Así, sólo mediante la incorporación de la experiencia silenciosa del absurdo es que lo indecible tomaría un significado para este poeta demoniaco. Más tarde, para Nietzche la restitución de la tierra será el restablecimiento de lo terrenal y mundano, del mundo espacio-temporal, en el que vivimos y ya no como un lugar sin valor, de paso, superfluo e inauténtico. Así, “cuanto más pesada sea la carga, más a ras de tierra estará nuestra vida, más real y verdadera será”.[9]
¿Cómo experienciar lo ilimitado? Algunas pistas: Introversión. Acercarnos al enigma.

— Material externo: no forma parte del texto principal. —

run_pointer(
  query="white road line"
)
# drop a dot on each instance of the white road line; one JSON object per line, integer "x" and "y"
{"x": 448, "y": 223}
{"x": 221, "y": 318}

Experienciar lo infinito en lo finito, lo ilimitado en lo limitado. El infierno. La soledad. Lo extraño.
Referencias:
[1] Richard Tarnas, La pasión de la mente occidental, Tr. Marco A. Galmarini. Girona: Atalanta, 1ª edición, 2008. p. 410.
[2] José Luis Villacañas Berlanga, La filosofía del siglo XIX. Madrid: Trotta, 1ª edición, 2013. p. 15.
[3] Ibid., p. 12.
[4] Tarnas, p. 411.
[5] Patxi Lanceros, La herida trágica: El pensamiento simbólico tras Hölderlin, Nietzsche, Goya y Rilke. Barcelona: Anthropos, 1ª edición, 1997. p. 95.
[6] Giorgio Coli, El libro de nuestra crisis, Tr. Narcís Aragay. Barcelona: Paidós, 1ª edición, 1991. p. 87.
[7] Friedrich Hölderlin, Hiperión, Tr. Alicia Molina y Rodrigo Rudna. Puebla: La nave de los locos, 2ª edición, 1989, p.12.
[8] Lanceros (1997), p. 94.
[9] Milan Kundera, La insoportable levedad del ser, Tr. Fernando Valenzuela. México: Tusquets, 17ª reimpresión, 2005, p. 13.